DRDO is very good at starting new projects with catchy names and several foriegn trips, wastage of several 100 crores of money and after awarding gold medals for outstanding achievement awards to some of their young scientists, one fine day an announcement will come that the engine is only a technology demonstrator and close the lid on the coffin with a RIP stone. Its time to plug DRDO high tech Nautanki.

Anonymous said...

Shiv, would like you to comment on the news report,Is it new tank development program? Does Arjun in its present form 58 ton is history?
The Indian Army has sought a new generation main battle tank (MBT) even as it reluctantly prepares to receive the homegrown Arjun tank that has been over three decades in the making.

'What we have today is mid-level technology. What we need is a tank of international quality,' Indian Army chief Gen.
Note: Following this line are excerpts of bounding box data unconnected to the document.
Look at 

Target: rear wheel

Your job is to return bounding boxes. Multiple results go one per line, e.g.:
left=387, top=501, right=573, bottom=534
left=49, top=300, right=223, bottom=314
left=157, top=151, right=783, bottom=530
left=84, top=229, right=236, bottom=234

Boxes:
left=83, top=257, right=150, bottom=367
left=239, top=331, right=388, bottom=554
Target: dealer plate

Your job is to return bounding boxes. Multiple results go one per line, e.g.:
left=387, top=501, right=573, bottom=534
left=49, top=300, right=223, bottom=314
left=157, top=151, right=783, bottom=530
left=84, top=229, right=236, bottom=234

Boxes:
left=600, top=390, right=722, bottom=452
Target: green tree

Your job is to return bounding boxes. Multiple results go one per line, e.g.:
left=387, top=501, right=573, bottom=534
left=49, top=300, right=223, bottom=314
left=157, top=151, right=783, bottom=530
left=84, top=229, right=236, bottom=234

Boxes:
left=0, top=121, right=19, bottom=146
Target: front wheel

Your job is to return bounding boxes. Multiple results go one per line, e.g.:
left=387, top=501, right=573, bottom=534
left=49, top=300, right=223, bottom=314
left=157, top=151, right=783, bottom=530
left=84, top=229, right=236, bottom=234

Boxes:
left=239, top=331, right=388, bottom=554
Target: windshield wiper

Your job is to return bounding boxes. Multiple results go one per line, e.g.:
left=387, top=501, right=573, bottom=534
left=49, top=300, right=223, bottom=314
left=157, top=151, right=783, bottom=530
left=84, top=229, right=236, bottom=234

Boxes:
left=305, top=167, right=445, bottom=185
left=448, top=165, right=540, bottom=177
Deepak Kapoor said Tuesday.

'I have no doubt that the DRDO (Defence Research and Development Organisation) will be able to develop indigenous capabilities for coming up with a better answer and more versatile armoured fighting vehicle (than Arjun) in the future,' he added while speaking at the inaugural session of an international seminar on Armoured Fighting Vehicles, the first to be held here.
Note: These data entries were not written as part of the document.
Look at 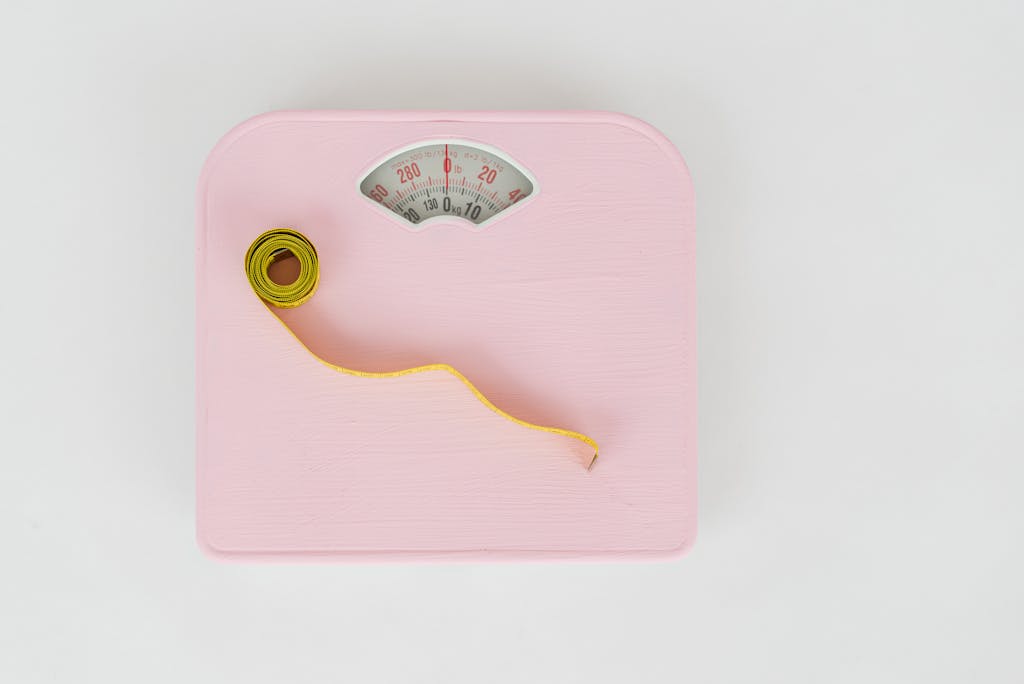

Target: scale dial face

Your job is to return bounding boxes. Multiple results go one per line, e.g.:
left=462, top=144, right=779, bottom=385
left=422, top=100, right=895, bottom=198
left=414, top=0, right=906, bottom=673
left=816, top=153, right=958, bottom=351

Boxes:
left=359, top=139, right=537, bottom=229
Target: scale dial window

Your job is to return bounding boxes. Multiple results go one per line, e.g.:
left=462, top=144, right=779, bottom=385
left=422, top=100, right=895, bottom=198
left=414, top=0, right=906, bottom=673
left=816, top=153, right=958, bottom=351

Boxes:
left=359, top=140, right=537, bottom=229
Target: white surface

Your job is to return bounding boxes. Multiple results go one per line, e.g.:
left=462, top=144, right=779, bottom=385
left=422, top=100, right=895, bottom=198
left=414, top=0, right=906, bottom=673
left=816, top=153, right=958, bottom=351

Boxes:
left=0, top=0, right=1024, bottom=684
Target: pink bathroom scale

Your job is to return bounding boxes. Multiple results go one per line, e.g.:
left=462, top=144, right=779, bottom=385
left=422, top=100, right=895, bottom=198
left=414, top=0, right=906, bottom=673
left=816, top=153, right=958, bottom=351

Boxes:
left=197, top=112, right=696, bottom=562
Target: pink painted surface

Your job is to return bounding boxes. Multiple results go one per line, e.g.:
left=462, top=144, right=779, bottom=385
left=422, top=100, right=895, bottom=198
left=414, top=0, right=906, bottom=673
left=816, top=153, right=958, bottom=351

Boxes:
left=197, top=112, right=696, bottom=560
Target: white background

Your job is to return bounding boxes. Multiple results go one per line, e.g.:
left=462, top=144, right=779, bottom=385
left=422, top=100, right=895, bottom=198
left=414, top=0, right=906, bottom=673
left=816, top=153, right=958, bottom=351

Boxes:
left=0, top=0, right=1024, bottom=684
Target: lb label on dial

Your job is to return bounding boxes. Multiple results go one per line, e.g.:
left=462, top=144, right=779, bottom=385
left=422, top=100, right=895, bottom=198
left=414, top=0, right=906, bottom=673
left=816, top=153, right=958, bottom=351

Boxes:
left=359, top=140, right=537, bottom=229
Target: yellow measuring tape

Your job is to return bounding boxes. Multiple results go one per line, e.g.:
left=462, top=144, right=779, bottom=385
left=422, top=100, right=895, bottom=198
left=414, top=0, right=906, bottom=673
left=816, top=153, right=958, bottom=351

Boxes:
left=246, top=228, right=597, bottom=469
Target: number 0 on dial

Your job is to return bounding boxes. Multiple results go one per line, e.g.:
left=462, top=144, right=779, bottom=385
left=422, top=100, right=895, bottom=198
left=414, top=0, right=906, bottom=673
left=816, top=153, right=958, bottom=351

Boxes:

Kapoor's remarks were a clear indication that even as the Indian Army prepares to induct its first squadron of 14 Arjuns, it is not too happy with the tank.


Anonymous said...

I had a general question about India's tank purchases... why is India buying so many T-90s? I mean, how many do we need? Why is the Army expecting to have such a huge conventional military superiority against Pakistan by ordering so many T-90s at such huge cost to the nation? Isn't the Arjun good enough to fight the Pak T-80s and Al-Khalids? My opinion is that we're overspending on these gizmos. India has never historically been that strong vis-a-vis our neighbors? By insisting on military parity with China and superiority over Pakistan, we're going to overspend ourselves into the dustbin. What Reagan did to the USSR is what we will do to ourselves!